Vivo S60 Specs: Near-Flagship Hardware in the Mid-Range
On paper, the vivo S60 specs push toward upper mid-range territory. The phone reportedly uses a 6.59-inch flat AMOLED panel with 1.5K (1260p) resolution, 120Hz refresh rate, and thin, symmetrical bezels, giving it a premium front look. Power comes from Qualcomm’s Snapdragon 8s Gen 3, a modern 4nm SoC positioned below the 8 Gen 3 but still strong for gaming and multitasking. A 7,200 mAh battery with 90W wired charging should deliver long endurance with quick top-ups. GSMArena adds useful touches that matter in daily use: a metal frame, glass back, IP68 and IP69 dust and water resistance, stereo speakers, an IR blaster, X-axis linear motor, and an ultrasonic in-display fingerprint sensor. Combined, these features make the S60 feel far closer to a trimmed flagship than a typical mid-range smartphone.

S60 Vitality Edition: Small Cuts, Big Impact on Perceived Value
The S60 Vitality Edition mirrors the standard S60 so closely that its few changes stand out sharply.

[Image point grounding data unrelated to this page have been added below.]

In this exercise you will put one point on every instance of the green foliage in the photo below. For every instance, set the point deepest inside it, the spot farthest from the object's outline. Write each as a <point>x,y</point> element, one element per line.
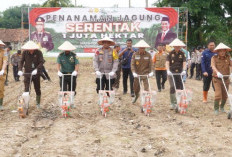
<point>207,19</point>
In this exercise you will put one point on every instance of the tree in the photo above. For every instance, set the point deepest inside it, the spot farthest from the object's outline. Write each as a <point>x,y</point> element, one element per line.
<point>58,3</point>
<point>207,19</point>
<point>11,18</point>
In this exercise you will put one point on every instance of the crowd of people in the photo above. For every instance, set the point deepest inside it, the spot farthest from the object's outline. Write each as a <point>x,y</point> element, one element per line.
<point>133,61</point>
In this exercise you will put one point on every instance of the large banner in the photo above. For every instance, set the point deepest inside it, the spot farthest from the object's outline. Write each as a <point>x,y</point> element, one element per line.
<point>83,27</point>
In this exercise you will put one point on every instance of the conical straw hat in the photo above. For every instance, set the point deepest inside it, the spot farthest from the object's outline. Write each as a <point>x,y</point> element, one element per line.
<point>141,43</point>
<point>222,46</point>
<point>177,42</point>
<point>67,46</point>
<point>100,42</point>
<point>30,45</point>
<point>1,43</point>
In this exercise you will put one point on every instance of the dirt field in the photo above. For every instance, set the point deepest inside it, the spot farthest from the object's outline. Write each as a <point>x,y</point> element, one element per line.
<point>125,132</point>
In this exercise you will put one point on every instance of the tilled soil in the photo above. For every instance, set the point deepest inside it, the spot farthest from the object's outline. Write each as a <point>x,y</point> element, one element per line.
<point>124,132</point>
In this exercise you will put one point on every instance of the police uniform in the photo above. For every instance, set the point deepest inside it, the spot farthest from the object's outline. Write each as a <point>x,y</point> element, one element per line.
<point>3,58</point>
<point>105,62</point>
<point>68,63</point>
<point>31,62</point>
<point>160,69</point>
<point>15,59</point>
<point>118,72</point>
<point>193,63</point>
<point>44,38</point>
<point>176,60</point>
<point>198,65</point>
<point>141,64</point>
<point>222,64</point>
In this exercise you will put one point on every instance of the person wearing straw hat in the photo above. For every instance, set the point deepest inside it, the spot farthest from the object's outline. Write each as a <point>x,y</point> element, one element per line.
<point>126,54</point>
<point>105,62</point>
<point>221,65</point>
<point>67,63</point>
<point>40,36</point>
<point>141,64</point>
<point>176,63</point>
<point>32,61</point>
<point>207,69</point>
<point>160,68</point>
<point>3,64</point>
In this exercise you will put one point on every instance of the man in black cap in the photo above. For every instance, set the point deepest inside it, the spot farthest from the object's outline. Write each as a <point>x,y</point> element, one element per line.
<point>41,37</point>
<point>15,60</point>
<point>166,36</point>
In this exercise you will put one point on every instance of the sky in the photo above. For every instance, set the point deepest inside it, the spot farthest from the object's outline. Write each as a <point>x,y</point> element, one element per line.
<point>5,4</point>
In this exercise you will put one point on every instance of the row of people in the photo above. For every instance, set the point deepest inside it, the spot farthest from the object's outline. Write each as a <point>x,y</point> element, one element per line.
<point>106,60</point>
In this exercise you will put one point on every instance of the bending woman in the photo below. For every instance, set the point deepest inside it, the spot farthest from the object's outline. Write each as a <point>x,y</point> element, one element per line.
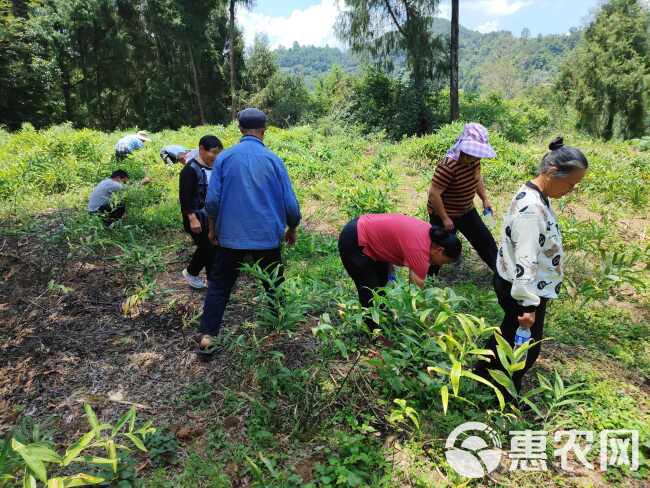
<point>371,244</point>
<point>530,258</point>
<point>457,179</point>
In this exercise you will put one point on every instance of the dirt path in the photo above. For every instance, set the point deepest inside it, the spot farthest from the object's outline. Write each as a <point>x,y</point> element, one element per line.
<point>69,343</point>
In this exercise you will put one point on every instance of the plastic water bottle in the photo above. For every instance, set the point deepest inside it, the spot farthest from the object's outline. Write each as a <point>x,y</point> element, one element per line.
<point>488,218</point>
<point>522,336</point>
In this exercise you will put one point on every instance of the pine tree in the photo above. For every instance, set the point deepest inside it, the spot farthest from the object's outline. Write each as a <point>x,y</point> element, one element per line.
<point>607,77</point>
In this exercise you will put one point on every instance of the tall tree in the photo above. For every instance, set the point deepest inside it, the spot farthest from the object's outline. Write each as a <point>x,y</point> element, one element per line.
<point>607,77</point>
<point>260,65</point>
<point>383,28</point>
<point>453,58</point>
<point>233,86</point>
<point>386,28</point>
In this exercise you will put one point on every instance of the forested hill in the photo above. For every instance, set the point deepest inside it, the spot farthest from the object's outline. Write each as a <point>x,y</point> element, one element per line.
<point>487,61</point>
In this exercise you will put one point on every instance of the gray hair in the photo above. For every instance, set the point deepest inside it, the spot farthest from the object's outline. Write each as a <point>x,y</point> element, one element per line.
<point>564,159</point>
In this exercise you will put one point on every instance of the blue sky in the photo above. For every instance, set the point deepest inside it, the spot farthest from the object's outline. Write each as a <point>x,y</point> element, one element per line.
<point>311,21</point>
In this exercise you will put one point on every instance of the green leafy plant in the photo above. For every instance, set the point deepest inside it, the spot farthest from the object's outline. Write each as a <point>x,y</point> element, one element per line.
<point>36,457</point>
<point>549,400</point>
<point>432,345</point>
<point>284,306</point>
<point>403,414</point>
<point>162,447</point>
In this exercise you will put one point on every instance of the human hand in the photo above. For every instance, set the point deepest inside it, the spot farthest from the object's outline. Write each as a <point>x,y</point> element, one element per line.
<point>195,225</point>
<point>448,224</point>
<point>290,237</point>
<point>526,320</point>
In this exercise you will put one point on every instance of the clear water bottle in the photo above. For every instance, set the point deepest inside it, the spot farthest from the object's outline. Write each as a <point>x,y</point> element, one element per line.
<point>488,218</point>
<point>522,336</point>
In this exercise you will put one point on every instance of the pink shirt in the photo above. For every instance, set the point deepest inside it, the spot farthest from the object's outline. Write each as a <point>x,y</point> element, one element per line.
<point>396,239</point>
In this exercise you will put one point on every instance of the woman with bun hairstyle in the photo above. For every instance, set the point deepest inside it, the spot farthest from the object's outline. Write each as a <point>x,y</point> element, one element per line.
<point>530,257</point>
<point>371,244</point>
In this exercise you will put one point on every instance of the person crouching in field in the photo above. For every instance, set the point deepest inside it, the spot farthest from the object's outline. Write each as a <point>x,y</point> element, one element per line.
<point>100,201</point>
<point>456,180</point>
<point>129,143</point>
<point>252,208</point>
<point>530,257</point>
<point>372,244</point>
<point>192,191</point>
<point>173,154</point>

Smartprix notes that it swaps Qualcomm’s Snapdragon 8s Gen 3 for MediaTek’s Dimensity 7500, a solid mid-range chip that should still handle everyday tasks and moderate gaming but sits below the 8s Gen 3 in raw performance. GSMArena adds that the Vitality Edition keeps the same 6.59-inch display, 7,200 mAh battery, and 90W charging, and even the design is largely unchanged. The key compromise is photography: the Vitality Edition omits the 50MP 3x optical zoom periscope telephoto camera, relying instead on the main and ultra-wide sensors. This removal also trims the weight to a claimed 199g. The result is a cheaper model that looks and feels like the S60, with cuts focused on chipset and zoom camera rather than the core user experience.

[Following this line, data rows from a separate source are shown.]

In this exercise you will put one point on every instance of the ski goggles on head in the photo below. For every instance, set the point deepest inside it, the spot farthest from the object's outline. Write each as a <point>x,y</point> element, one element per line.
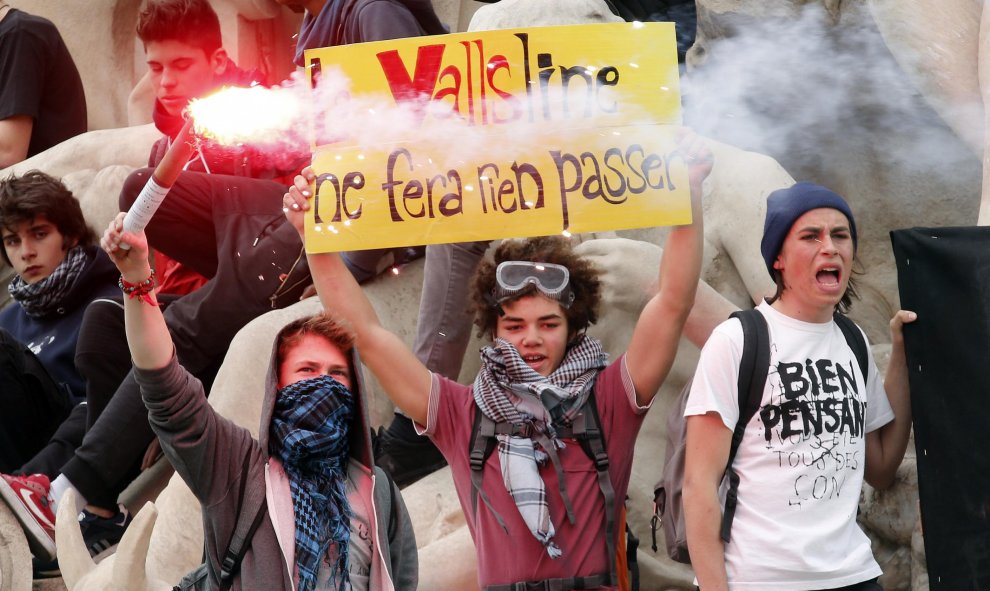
<point>553,281</point>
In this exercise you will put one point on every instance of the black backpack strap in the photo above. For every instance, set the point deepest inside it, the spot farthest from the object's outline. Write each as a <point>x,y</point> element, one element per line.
<point>252,509</point>
<point>482,444</point>
<point>753,370</point>
<point>589,434</point>
<point>856,342</point>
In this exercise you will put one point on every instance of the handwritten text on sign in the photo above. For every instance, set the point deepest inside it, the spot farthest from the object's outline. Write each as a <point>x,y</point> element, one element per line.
<point>562,129</point>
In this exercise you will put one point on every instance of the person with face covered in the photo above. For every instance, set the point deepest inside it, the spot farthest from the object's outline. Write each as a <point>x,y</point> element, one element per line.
<point>331,519</point>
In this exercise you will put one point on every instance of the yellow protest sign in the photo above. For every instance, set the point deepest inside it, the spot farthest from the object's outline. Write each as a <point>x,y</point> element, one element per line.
<point>512,133</point>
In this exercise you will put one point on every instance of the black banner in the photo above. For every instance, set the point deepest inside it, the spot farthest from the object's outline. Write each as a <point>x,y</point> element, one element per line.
<point>944,275</point>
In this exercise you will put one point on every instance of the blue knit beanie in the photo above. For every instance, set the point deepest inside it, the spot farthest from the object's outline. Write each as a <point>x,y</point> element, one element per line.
<point>785,206</point>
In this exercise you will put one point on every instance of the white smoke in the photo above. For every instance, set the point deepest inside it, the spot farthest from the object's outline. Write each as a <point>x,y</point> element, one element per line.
<point>795,88</point>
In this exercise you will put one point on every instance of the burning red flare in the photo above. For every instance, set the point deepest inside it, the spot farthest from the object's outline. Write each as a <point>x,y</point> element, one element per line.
<point>254,115</point>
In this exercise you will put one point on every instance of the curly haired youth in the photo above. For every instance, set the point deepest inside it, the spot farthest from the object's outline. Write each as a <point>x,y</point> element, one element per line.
<point>584,281</point>
<point>33,194</point>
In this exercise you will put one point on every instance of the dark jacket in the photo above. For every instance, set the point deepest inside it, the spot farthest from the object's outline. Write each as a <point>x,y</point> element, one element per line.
<point>342,22</point>
<point>208,451</point>
<point>53,337</point>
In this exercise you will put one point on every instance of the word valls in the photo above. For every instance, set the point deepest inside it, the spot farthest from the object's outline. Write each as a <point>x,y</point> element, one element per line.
<point>473,83</point>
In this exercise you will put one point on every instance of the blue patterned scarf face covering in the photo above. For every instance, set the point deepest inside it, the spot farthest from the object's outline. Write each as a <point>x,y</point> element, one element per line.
<point>310,434</point>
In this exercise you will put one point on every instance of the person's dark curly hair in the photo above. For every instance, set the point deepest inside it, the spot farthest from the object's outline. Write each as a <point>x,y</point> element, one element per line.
<point>193,22</point>
<point>584,281</point>
<point>33,194</point>
<point>844,304</point>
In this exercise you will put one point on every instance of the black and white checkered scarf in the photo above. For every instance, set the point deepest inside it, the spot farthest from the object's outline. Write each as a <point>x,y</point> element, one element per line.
<point>310,434</point>
<point>42,298</point>
<point>508,390</point>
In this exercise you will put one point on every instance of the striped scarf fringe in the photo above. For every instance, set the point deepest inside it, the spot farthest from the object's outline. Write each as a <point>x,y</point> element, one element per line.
<point>310,434</point>
<point>508,390</point>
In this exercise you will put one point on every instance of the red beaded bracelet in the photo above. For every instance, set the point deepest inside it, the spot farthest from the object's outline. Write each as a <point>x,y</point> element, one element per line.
<point>141,290</point>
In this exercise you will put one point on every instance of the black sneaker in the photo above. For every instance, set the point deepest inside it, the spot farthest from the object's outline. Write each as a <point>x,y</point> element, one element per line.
<point>404,454</point>
<point>102,534</point>
<point>45,569</point>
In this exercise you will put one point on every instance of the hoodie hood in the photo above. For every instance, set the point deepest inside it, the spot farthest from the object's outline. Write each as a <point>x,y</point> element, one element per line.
<point>360,431</point>
<point>334,25</point>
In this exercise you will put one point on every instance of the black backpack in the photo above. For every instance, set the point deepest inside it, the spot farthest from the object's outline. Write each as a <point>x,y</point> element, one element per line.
<point>254,508</point>
<point>587,431</point>
<point>668,511</point>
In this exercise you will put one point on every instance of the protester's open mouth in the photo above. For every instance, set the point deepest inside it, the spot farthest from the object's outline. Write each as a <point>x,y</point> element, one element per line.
<point>828,276</point>
<point>534,359</point>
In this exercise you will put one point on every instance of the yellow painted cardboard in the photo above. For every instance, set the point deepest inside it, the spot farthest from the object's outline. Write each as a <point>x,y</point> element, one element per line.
<point>562,130</point>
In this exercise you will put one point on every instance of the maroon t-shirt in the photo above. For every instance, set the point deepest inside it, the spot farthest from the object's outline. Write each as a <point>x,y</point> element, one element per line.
<point>518,556</point>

Camera Strategy: Telephoto as the Main Differentiator
Vivo’s camera tuning between the two S60 models illustrates a careful approach to feature separation. The standard S60 reportedly carries a 50MP main camera, an 8MP ultra-wide, and a 50MP 3x optical zoom periscope telephoto using Sony’s IMX882 sensor, plus a 50MP front camera for selfies and video calls. That telephoto unit is the standout upgrade: it gives the S60 more flexible framing and cleaner zoom images than typical digital crop solutions in this segment. The S60 Vitality Edition, by contrast, drops the telephoto entirely while keeping the rest of the setup similar, which preserves everyday shooting versatility but removes advanced zoom. This split lets vivo position the S60 as a camera-forward mid-range option for enthusiasts, while the Vitality Edition appeals to buyers who value battery, display, and design over dedicated zoom hardware.
Positioning and Launch Strategy for the Vivo S60 Series
With the vivo launch on May 29 approaching, the S60 series is shaping up as a mid-range smartphone play centered on value rather than heavy feature segmentation. Both phones share the same core pillars: 6.59-inch 1.5K 120Hz AMOLED display, large 7,200 mAh battery, 90W charging, and premium-feel design. The Vitality Edition’s switch to Dimensity 7500 and lack of telephoto camera allow vivo to create a lower price tier without redesigning the platform. Smartprix reports that vivo commonly rebrands its S-series outside China, and both S60 models are expected to appear later as part of the vivo V80 series, possibly including a V80 FE or V80 Elite variant. That cross-lineup reuse suggests a longer-term strategy: build one strong hardware base, then spin it into several closely related mid-range offerings differentiated by modest spec changes and naming.